Hani ülke nabzını tutmada iddialı sınırlı sayılarda da olsa kimlikleri ile saygınlıklarını koruyabilen az sayıda gazeteci var ya.. Onlar dahi Tekadam rejimi kaynaklarıyla yetinmeyerek, işveren grupları, piyasaların, ekonominin uzmanlarını da katmış olarak, muhalefetin tüm taraflarının, sendikaların da tezlerini harmanlamış bilgilerle kamuoyunun önüne azıcık işçiden yana daha ağırlıklı gerçekleri dillendirmekten kaçınmadılar..

Ülkemizde artık asgari ücretle çalışacak bir işçi için belirlenecek ücret, gerçeğinde ülkenin ortalama ücretinin üstünde sigortalı çalışan milyonların ücreti olmuştu. Dünyada böylesine bir garabet örnek yoktu. İşin kötüsü de virüsün etkisiyle de katmerlenmiş olarak, 2002’den günümüze iktidar yürüyüşünde, ekonomide gelinmiş verilerle, işsizlikte rekorları kıran milyonların yanında, aynı ürkütücü büyüklüklerde sigortasız kayıt dışı çalıştırılanların sayıları ürkütücüydü. Gerçek toplusözleşme haklarını kullanabiliyor olanların sayıları bir avuç, kayıtlı çalıştırılanların kimilerinin ellerine yine kayıt dışı azıcık ek gelir verilme yolları bulunsa da çoğunluk asgari ücret üzerinden çalıştırılmaktaydı.

İşverenler adına üretilmiş, işlenen olumlu çözüm arayışları içinde asgari ücretin üzerinden alınan vergi oranlarının düşürülmesi işe yarayabilirdi, itirazları yoktu. Bir adım ileri, sonrasında daha çok sayılarla asgari ücretli çalıştırma olmaması yolunda, bütün işçiler için asgari ücret tutarı olan bölümde, eşitlikçi bir vergi indirimi düşünülebilirdi.. Kestirmeden vergi indirimi oranları ile asgari ücretlinin işveren-hükümet ortak paylaşımında eline geçen net ücreti yükseltmek pratik çözüm olacaktı. Dünkü resmi açıklamadan sonra dağ fare doğurmuş olarak vergiden vazgeçilmedi. Net 3 binin üzerinde bir ücret hayal oldu.

***

Dün bu haberin yazılması zorunlu olan son saatlere kadar yine çok dillendirilmiş bir kavrama ilişkin, “Ağanın eli tutulmaz”, “Saray’dan vergi indirimi ile jest gelebilir”.. umutlarına ilişkin kapılar kapanmamıştı. Doğrusu sıkça örnek verilen, iktidarlarının jet projeleri üzerinden, açılış törenlerine gelme aşamalarında Başkan Erdoğan ile ihaleyi almış şirketlerin yöneticileri arasında geçen, kamuoyu önünde yapılan son pazarlıklar anımsatılıyordu. Bu son dakika pazarlıklarında, kimi zaman sınırlı süreler, özel bayramlarla da çakışmışsa, ücretsiz geçişler, süreye bağlanmış geçiş indirimleri, işçilere kimi ek haklar istenmesi gündeme gelirdi.

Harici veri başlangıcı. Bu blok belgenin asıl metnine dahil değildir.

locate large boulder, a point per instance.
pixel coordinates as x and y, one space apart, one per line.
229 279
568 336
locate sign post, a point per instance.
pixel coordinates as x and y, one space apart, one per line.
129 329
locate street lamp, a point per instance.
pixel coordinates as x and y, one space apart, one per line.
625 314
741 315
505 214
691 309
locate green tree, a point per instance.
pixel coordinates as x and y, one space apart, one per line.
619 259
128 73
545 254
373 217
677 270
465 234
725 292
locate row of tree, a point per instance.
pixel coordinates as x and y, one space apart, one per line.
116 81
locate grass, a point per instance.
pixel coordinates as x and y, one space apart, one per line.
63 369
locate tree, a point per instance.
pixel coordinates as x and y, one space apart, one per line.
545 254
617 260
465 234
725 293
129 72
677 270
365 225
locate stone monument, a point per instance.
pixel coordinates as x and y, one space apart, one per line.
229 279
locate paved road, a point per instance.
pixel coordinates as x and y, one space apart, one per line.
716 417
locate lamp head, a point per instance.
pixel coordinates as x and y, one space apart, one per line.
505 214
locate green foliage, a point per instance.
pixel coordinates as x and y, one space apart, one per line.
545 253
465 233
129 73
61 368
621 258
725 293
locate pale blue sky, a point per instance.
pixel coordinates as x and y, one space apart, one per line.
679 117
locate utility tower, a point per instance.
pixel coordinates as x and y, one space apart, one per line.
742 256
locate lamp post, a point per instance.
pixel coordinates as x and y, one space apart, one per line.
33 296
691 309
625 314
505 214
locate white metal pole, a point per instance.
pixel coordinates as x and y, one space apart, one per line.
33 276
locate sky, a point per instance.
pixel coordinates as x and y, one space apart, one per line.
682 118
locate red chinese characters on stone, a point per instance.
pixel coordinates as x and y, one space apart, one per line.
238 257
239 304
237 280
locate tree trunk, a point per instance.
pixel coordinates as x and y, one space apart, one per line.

Sıkı pazarlık!” üzerinden sevindirik olma halleri vatandaşa dönük olmak üzere koparılanların, gerçeğinde, kamu ihalelerinin olması gereken ilkeleri yok sayılmış olarak, ayrıcalıklı, çağrı ile verilmiş işlerin önceden öngörülmüş eşantiyon, armağan karşılığı nitelikleri atlanıverilirdi ya.. Kimseler evrensel hukukun olmazsa olmazı, bir işçinin asgari geçimi için, insanca yaşama, beslenme ücretinin belirlenmesinde, hesaplanması zorunluluğunda nasıl kullanılmasının düşünülebildiğini sorgulamayacaktı.

Sözün özü çaresiz tabloda üretilebilecek, üretilmiş izlenimi verilmiş tüm formüller üzerinde aylardır boşuna çene yorulmuş. Finalde hiçbirinin karşılığı, eseri görülmedi. Püf noktası gerçekler bu kadar mı ağır, bu kadar mı atlandı? Sözün özü ile ekonomik kriz, tükenmişlik öylesine ağır noktalarda ki.. Asgari ücretten, işverenlerin de istediği vergi indirimleri yolu ile asgari ücretlinin eline geçecek ücretin net üç binin üzerine çıkarılabilmesi için vergi indirimine Tekadam rejimi evet demek istemiyor.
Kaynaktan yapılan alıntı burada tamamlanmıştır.